Employers are picking up the gauntlet—Deloitte has its leadership shadowing program, Unilever has its Future Leaders program, and Amazon has its Technical Academy. These are steps in the right direction. Yet, these programs aren’t easily scalable; they take a lot of effort and investment to set up and, therefore, tend to be limited in scope to specific groups (like high potentials) or roles (leadership, AI, and data science).    

Virtual labs and challenges offer a more scalable and inclusive method for the roles and skills that cannot be taught via stretch assignments and shadowing or for immediate skill needs that appear unexpectedly (like ChatGPT-related prompt engineering skills). With a virtual skills challenge, candidates can practice and apply their knowledge and skills in a safe environment and be tested to ensure they can complete specific tasks. This is as varied as stopping a DDoS attack, troubleshooting a customer service ticket, or completing a sales call. This kind of hands-on experience gives the validation needed for confident hiring, and it can scale to anyone, anywhere in the world.  
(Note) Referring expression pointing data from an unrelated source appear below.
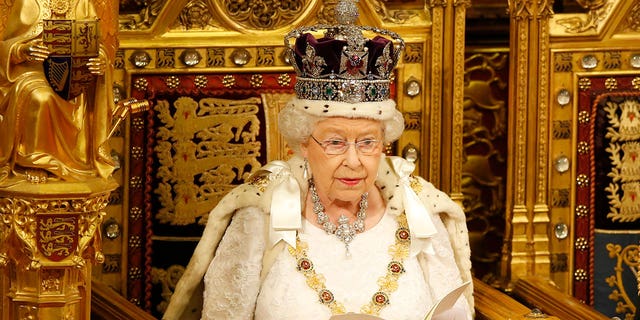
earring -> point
(305, 173)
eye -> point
(335, 143)
(367, 142)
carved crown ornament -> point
(41, 231)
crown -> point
(344, 65)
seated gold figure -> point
(46, 134)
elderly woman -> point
(339, 228)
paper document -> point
(442, 305)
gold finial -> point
(346, 11)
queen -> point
(340, 229)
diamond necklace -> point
(344, 231)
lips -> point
(350, 181)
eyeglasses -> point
(336, 147)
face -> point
(344, 177)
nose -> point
(352, 157)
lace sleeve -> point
(232, 281)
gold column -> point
(49, 238)
(526, 248)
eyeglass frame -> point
(356, 145)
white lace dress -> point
(233, 289)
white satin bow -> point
(418, 217)
(285, 211)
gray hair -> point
(296, 126)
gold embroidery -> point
(415, 184)
(624, 148)
(626, 257)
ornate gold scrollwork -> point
(203, 148)
(44, 231)
(627, 257)
(598, 9)
(262, 14)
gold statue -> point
(51, 128)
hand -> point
(34, 50)
(97, 65)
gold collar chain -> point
(387, 283)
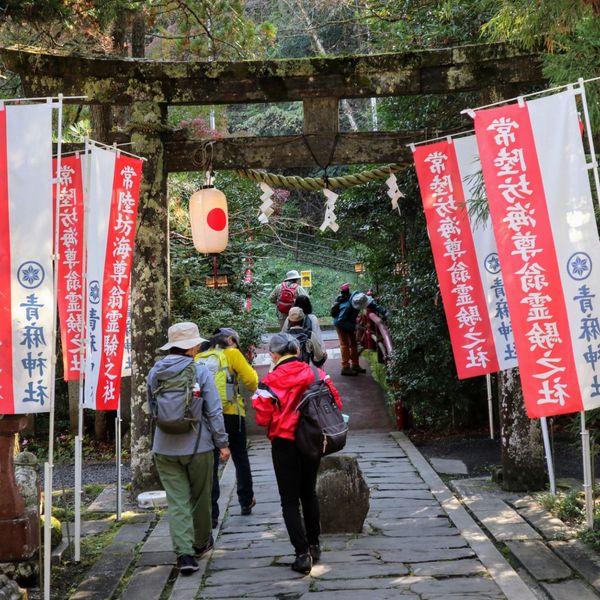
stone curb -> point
(502, 573)
(186, 587)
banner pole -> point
(488, 381)
(118, 457)
(588, 129)
(587, 473)
(47, 527)
(548, 453)
(82, 344)
(49, 465)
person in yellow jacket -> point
(229, 367)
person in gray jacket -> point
(185, 460)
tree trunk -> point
(150, 293)
(523, 467)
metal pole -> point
(86, 173)
(47, 527)
(49, 466)
(118, 457)
(587, 474)
(488, 381)
(548, 453)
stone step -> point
(147, 583)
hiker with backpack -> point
(229, 367)
(285, 293)
(311, 321)
(311, 350)
(189, 425)
(345, 310)
(276, 402)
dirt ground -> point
(480, 453)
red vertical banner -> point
(6, 370)
(117, 276)
(455, 259)
(70, 294)
(527, 252)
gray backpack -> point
(172, 412)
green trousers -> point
(188, 483)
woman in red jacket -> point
(275, 403)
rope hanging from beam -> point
(319, 183)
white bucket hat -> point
(183, 335)
(291, 275)
(360, 301)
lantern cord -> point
(319, 183)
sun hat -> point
(291, 275)
(296, 314)
(360, 301)
(283, 343)
(230, 332)
(183, 335)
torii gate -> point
(149, 87)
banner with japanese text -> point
(455, 260)
(26, 275)
(536, 177)
(114, 183)
(69, 291)
(486, 252)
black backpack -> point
(321, 427)
(302, 336)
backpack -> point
(346, 312)
(321, 427)
(287, 295)
(172, 412)
(215, 361)
(302, 336)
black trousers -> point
(296, 480)
(238, 445)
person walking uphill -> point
(275, 403)
(189, 425)
(285, 293)
(229, 367)
(344, 312)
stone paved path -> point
(418, 541)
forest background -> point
(392, 245)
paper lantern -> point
(209, 219)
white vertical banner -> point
(26, 275)
(538, 188)
(558, 140)
(487, 255)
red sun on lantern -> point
(209, 220)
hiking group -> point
(194, 396)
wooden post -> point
(151, 290)
(321, 126)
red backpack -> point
(286, 297)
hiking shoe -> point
(200, 552)
(247, 510)
(187, 564)
(302, 564)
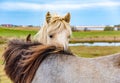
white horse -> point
(33, 62)
(56, 31)
(61, 68)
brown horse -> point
(33, 62)
(22, 59)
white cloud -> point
(53, 6)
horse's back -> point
(71, 69)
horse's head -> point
(56, 31)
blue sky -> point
(83, 12)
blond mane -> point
(54, 24)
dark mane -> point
(22, 59)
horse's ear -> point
(67, 17)
(28, 39)
(48, 17)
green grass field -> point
(83, 51)
(83, 34)
(15, 32)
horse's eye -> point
(69, 36)
(51, 36)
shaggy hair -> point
(55, 24)
(22, 59)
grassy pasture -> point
(95, 34)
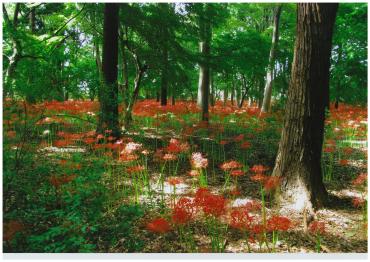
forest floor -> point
(234, 134)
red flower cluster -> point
(259, 169)
(317, 228)
(240, 219)
(176, 147)
(158, 225)
(361, 179)
(198, 161)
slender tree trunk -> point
(270, 69)
(108, 119)
(16, 53)
(164, 77)
(298, 162)
(125, 85)
(205, 50)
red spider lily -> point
(158, 225)
(245, 145)
(131, 147)
(278, 223)
(63, 162)
(348, 150)
(89, 140)
(257, 229)
(259, 169)
(11, 134)
(259, 178)
(145, 152)
(240, 219)
(174, 181)
(358, 202)
(99, 136)
(194, 173)
(200, 195)
(317, 228)
(169, 157)
(235, 192)
(11, 228)
(198, 161)
(176, 147)
(62, 143)
(252, 206)
(238, 138)
(214, 205)
(361, 179)
(135, 169)
(237, 172)
(230, 165)
(183, 211)
(271, 183)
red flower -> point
(259, 178)
(245, 145)
(240, 219)
(361, 179)
(278, 223)
(230, 165)
(193, 173)
(358, 202)
(174, 181)
(198, 161)
(271, 183)
(237, 172)
(259, 169)
(159, 225)
(239, 138)
(183, 211)
(134, 169)
(317, 227)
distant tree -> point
(108, 93)
(270, 69)
(298, 162)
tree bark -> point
(298, 162)
(270, 69)
(204, 68)
(108, 119)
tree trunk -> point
(205, 50)
(270, 69)
(164, 77)
(108, 119)
(298, 162)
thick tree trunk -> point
(270, 69)
(298, 162)
(108, 119)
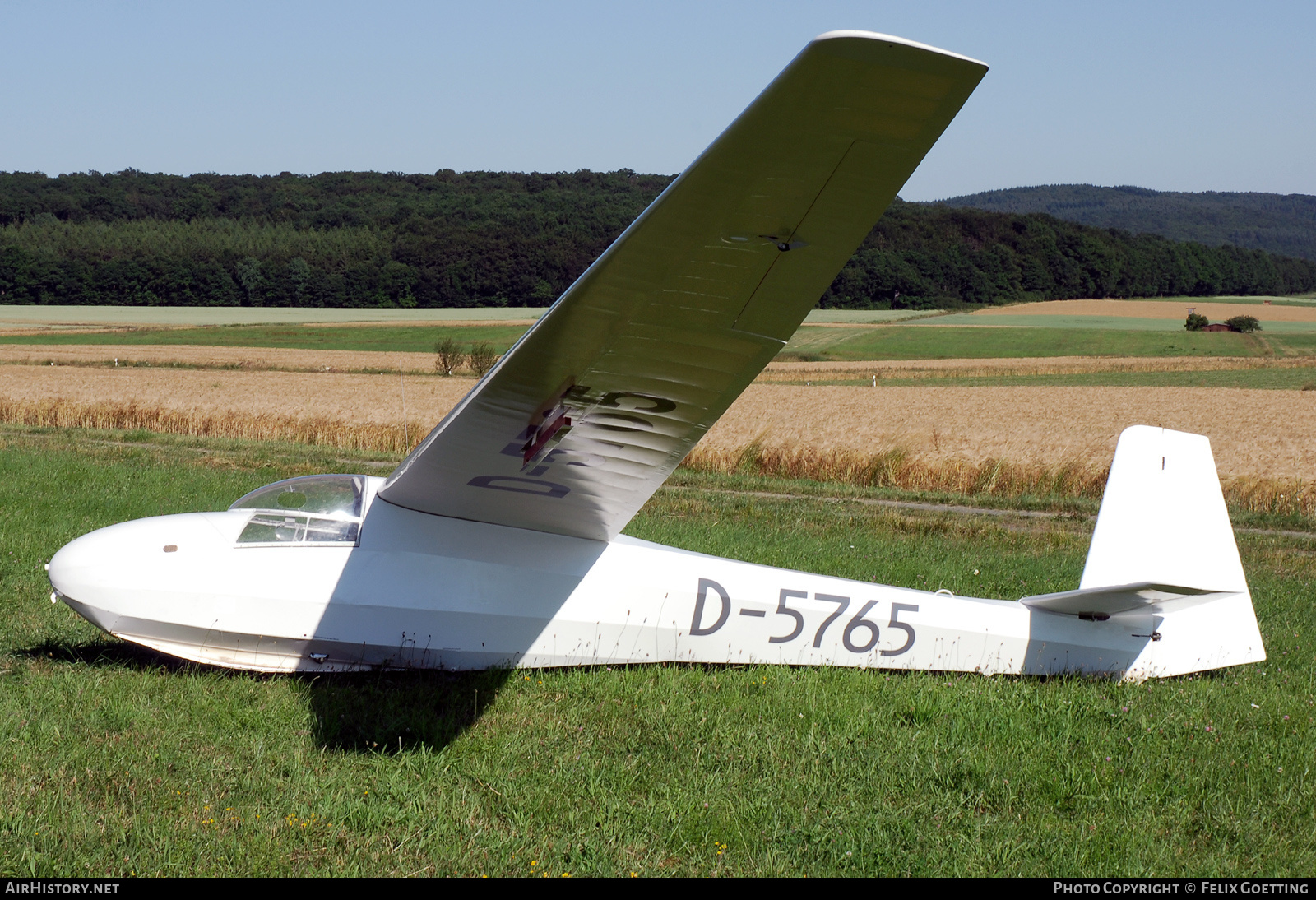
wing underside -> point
(594, 408)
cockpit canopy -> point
(313, 509)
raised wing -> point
(598, 403)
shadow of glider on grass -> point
(497, 542)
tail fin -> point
(1164, 549)
(1164, 517)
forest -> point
(517, 239)
(1280, 223)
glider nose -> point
(104, 571)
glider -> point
(498, 541)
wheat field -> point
(967, 440)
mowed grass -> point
(118, 761)
(395, 338)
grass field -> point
(118, 761)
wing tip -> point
(892, 39)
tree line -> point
(517, 239)
(1280, 223)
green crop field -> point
(916, 341)
(118, 761)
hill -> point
(519, 239)
(1278, 223)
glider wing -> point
(596, 404)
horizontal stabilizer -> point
(1105, 601)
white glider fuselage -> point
(423, 591)
(495, 541)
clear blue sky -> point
(1177, 96)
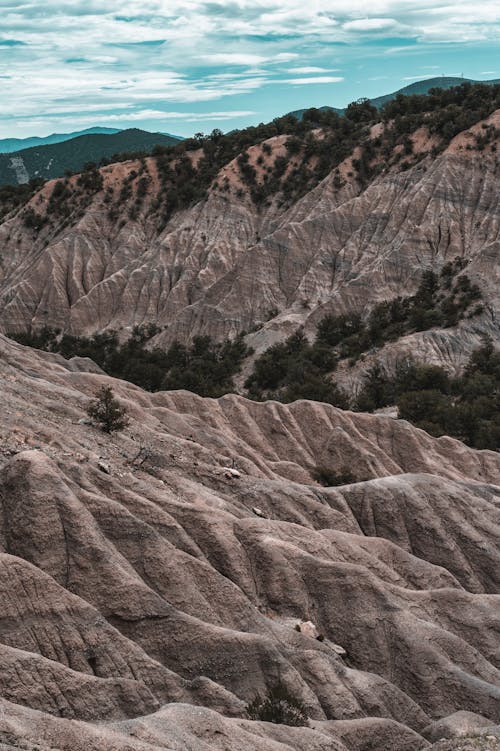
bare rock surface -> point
(223, 266)
(145, 603)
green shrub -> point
(278, 706)
(107, 411)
It isn’t just hiring manager confidence that gets a boost. With nearly a third of workers lacking confidence in their ability to move into different roles and sectors, offering validation through challenges and simulations can show them that they are ready for a new position.  

Time to Shift Our Perceptions 

As we face more headlines about skills shortages and unrealized revenue, it’s time to shift perceptions away from simply hiring like-for-like in a role. Instead, broaden your horizons using hands-on learning to build the experience you need in your next hire.